Introduction and motivation
Mixed Boolean-Arithmetic (MBA) expressions play a major role in the current state-of-the-art code obfuscation mechanisms.
In a nutshell, an MBA expression is composed of integer arithmetic operators, e.g. $(+, -, \times)$ and bitwise operators, e.g. $(\land, \lor, \oplus, \neg)$. MBA expressions can be leveraged to obfuscate the data-flow of code by iteratively applying rewriting rules and function identities that complicate (obfuscate) the initial expression while preserving its semantic behavior. This obfuscation approach is motivated by the fact that the combination of operators from these different fields do not interact well together: we have no rules (distributivity, factorization…) or general theory to deal with this mixing of operators.
Studying MBA expressions is exciting and terrifying at the same time. It offers a wide range of research paths to follow, many of which are barely explored yet. Academic literature is pretty scarce and not always approachable without a strong mathematics background. We aim to pave the ground, so more researchers get seduced with this field of study and make it advance both through theoretical contributions and practical tools.
While this MBA tour is mainly targeted to low-level security researchers and reverse engineers, anyone interested in software protection and the intersection of mathematics and computer science will benefit from it as well.
MBA expressions in obfuscation vs cryptography
The concept of MBA expressions appeared initially in the context of code obfuscation. However, a mixing of bitwise and arithmetic operators was already used in the context of cryptography, without being given a particular name. In this case, with the main goal of getting efficient, non-linear and complex interactions between operations. That being said, there is a key difference between the desired outcome in cryptography vs obfuscation.
In cryptography, the MBA expression is the direct result of the algorithm description.

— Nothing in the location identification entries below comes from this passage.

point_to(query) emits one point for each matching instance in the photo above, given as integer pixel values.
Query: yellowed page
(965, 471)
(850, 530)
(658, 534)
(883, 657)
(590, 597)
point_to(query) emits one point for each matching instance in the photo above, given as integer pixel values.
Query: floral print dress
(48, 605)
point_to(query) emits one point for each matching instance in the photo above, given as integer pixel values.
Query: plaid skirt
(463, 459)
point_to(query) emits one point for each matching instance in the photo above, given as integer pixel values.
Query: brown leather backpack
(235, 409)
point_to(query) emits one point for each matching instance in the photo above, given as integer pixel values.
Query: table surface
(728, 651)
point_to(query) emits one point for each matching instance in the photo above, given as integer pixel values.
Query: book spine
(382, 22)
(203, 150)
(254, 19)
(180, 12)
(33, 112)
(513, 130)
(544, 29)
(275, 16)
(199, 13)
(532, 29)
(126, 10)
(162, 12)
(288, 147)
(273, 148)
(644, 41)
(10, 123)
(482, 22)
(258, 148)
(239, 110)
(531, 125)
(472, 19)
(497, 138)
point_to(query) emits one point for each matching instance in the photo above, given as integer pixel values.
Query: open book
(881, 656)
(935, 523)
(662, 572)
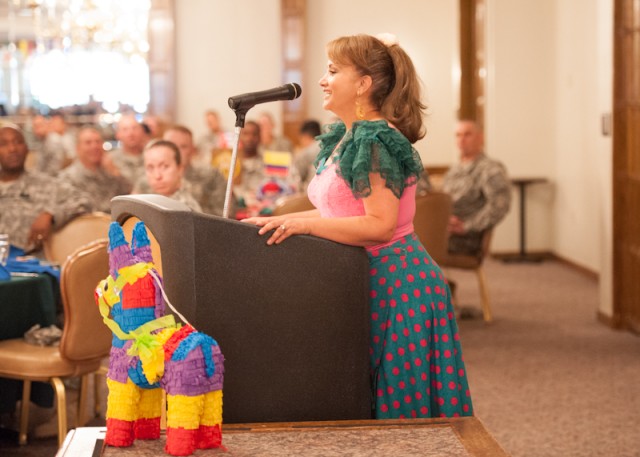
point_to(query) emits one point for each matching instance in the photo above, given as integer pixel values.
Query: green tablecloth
(24, 302)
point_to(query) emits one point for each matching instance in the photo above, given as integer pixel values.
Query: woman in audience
(364, 190)
(163, 169)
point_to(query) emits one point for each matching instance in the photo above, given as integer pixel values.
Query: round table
(26, 300)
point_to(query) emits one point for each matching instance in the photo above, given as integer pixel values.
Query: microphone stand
(240, 116)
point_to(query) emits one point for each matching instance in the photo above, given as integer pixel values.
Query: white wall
(520, 115)
(583, 208)
(427, 30)
(225, 48)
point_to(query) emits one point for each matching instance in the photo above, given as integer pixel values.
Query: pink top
(332, 196)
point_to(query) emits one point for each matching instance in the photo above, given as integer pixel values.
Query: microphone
(244, 102)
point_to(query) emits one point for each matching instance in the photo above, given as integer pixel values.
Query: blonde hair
(395, 89)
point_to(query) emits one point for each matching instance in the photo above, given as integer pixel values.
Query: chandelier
(114, 25)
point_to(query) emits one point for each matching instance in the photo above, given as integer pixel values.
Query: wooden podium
(292, 320)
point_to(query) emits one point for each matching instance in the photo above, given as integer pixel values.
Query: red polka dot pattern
(416, 357)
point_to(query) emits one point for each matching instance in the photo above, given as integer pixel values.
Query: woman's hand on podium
(282, 227)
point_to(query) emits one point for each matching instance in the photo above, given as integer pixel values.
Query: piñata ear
(119, 250)
(140, 243)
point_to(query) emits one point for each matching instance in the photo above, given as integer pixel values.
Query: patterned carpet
(547, 379)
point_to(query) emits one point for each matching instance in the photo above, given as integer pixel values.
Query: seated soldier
(207, 185)
(86, 171)
(164, 170)
(480, 190)
(33, 204)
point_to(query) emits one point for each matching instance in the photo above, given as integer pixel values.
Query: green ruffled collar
(370, 146)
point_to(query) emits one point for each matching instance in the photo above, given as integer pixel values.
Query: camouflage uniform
(55, 153)
(24, 199)
(100, 185)
(481, 194)
(131, 166)
(183, 195)
(207, 186)
(303, 171)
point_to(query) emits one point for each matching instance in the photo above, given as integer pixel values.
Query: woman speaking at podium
(364, 191)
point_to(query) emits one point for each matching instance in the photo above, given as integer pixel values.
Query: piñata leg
(209, 434)
(147, 425)
(183, 420)
(122, 405)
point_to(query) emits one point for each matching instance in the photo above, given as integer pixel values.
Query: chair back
(76, 233)
(470, 262)
(85, 337)
(433, 210)
(292, 204)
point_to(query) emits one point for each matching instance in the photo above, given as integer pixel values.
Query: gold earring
(359, 109)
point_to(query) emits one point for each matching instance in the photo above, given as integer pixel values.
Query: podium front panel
(292, 320)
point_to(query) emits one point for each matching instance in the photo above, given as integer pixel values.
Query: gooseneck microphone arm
(242, 103)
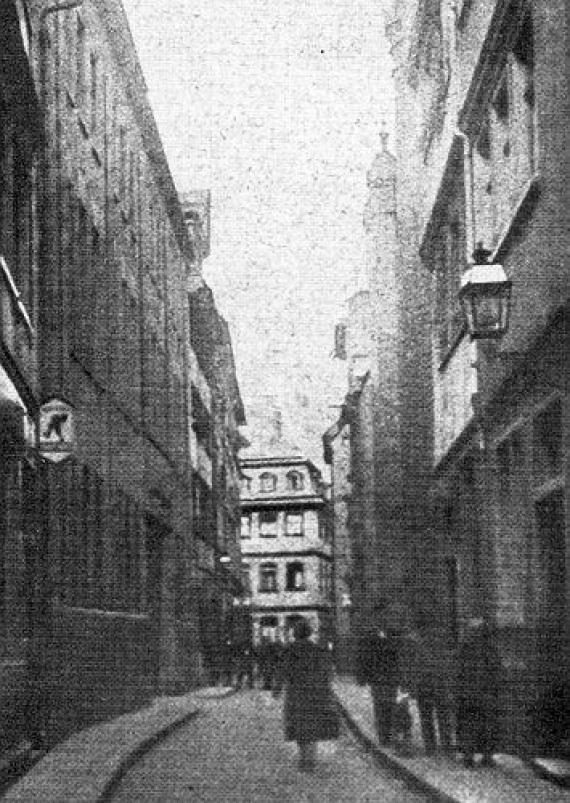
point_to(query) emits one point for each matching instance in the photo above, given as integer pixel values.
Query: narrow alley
(234, 751)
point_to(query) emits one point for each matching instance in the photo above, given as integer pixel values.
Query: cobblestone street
(234, 751)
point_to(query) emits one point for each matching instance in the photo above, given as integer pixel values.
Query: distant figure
(435, 686)
(55, 425)
(377, 666)
(479, 668)
(268, 658)
(310, 713)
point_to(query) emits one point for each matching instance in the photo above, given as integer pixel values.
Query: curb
(147, 744)
(138, 752)
(414, 782)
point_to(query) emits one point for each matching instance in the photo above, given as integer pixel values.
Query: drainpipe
(469, 202)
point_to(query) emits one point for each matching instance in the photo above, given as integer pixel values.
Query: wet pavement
(234, 751)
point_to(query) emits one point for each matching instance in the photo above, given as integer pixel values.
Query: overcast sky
(275, 107)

The resulting cryptosystem has to verify a set of properties (e.g. non-linearity, high algebraic degree) from a black-box point of view. The complex form of writing is directly related to some kind of intrinsic computational (semantic) complexity for the resulting function: one wants the inverse computation to be difficult to deduce (without knowing the key).

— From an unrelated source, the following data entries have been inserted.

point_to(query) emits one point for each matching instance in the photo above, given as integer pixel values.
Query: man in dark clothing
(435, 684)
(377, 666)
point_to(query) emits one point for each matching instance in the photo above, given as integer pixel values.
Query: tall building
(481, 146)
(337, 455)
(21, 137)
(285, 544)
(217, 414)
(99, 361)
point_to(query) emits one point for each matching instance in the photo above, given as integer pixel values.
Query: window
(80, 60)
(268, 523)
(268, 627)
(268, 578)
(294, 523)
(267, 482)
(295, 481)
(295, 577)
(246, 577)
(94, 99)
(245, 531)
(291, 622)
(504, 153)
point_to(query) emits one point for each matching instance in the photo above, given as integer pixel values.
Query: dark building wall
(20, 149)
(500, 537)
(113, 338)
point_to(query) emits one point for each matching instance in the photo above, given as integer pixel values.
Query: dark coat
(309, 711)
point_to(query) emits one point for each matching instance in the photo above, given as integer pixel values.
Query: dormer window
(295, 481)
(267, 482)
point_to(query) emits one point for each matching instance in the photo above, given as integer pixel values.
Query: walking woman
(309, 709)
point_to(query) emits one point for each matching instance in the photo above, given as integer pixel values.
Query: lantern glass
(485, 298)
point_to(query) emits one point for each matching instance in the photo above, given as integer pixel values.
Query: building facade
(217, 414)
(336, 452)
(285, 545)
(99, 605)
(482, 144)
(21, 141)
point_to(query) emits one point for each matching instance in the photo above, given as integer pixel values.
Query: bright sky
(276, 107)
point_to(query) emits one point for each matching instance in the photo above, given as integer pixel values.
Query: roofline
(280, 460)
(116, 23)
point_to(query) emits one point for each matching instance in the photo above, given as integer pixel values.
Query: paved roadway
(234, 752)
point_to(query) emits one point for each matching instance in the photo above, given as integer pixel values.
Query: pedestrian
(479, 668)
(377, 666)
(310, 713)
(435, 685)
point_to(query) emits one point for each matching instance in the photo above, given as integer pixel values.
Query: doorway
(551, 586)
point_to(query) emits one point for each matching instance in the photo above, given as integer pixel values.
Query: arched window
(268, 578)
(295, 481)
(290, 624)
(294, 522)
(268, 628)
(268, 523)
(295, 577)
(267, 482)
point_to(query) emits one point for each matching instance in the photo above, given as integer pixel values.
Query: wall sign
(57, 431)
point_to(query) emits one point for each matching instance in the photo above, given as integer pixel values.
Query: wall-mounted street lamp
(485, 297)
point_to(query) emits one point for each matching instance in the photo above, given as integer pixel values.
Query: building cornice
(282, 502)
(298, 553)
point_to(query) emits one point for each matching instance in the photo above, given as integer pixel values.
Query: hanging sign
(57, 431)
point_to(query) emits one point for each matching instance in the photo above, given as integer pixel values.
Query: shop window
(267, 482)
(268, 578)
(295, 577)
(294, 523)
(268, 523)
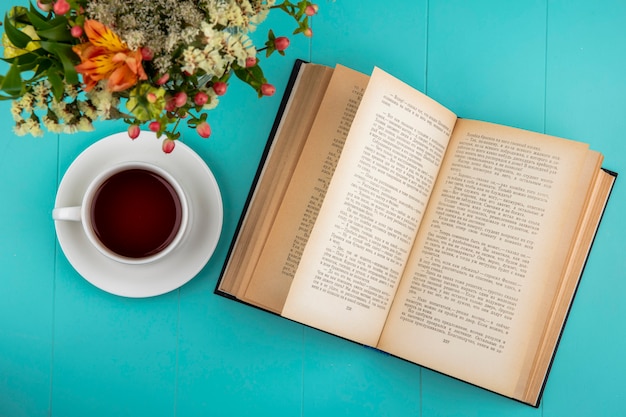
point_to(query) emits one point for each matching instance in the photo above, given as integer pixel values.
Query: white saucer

In obfuscation, the MBA expression is the result of rewriting iterations from a simpler expression which can have very simple black-box characteristics. There is no direct relation between the complex form of writing and any intrinsic computational (semantic) complexity of the resulting expression. On the contrary, when obfuscating simple expressions, one knows that the complex form of writing is related to a semantically simpler expression.
Through the course of this MBA tour, we will be focusing on MBA expressions in the context of code (de)obfuscation. Please also note that we will use interchangeably the terms of boolean and bitwise operators.
MBA definitions
It is always a good idea to define (or at least bound) the object of study that we want to address. Unfortunately, we lack a consensual formal definition for MBA expressions.
On the one hand, Zhou et al.1 propose an algebraic system which they call a Boolean-Arithmetic algebra (BA-algebra).
An algebraic system is a set (i.e. a bunch of elements) with some operations and relations defined on it.
This BA-algebra includes the set of $n$-bit values accompanied by usual boolean and arithmetic operators as well as inequalities. On top of that, they define MBA expressions as functions mapping (through evaluation) $t$ variables in this BA-algebra into a new element of the BA-algebra.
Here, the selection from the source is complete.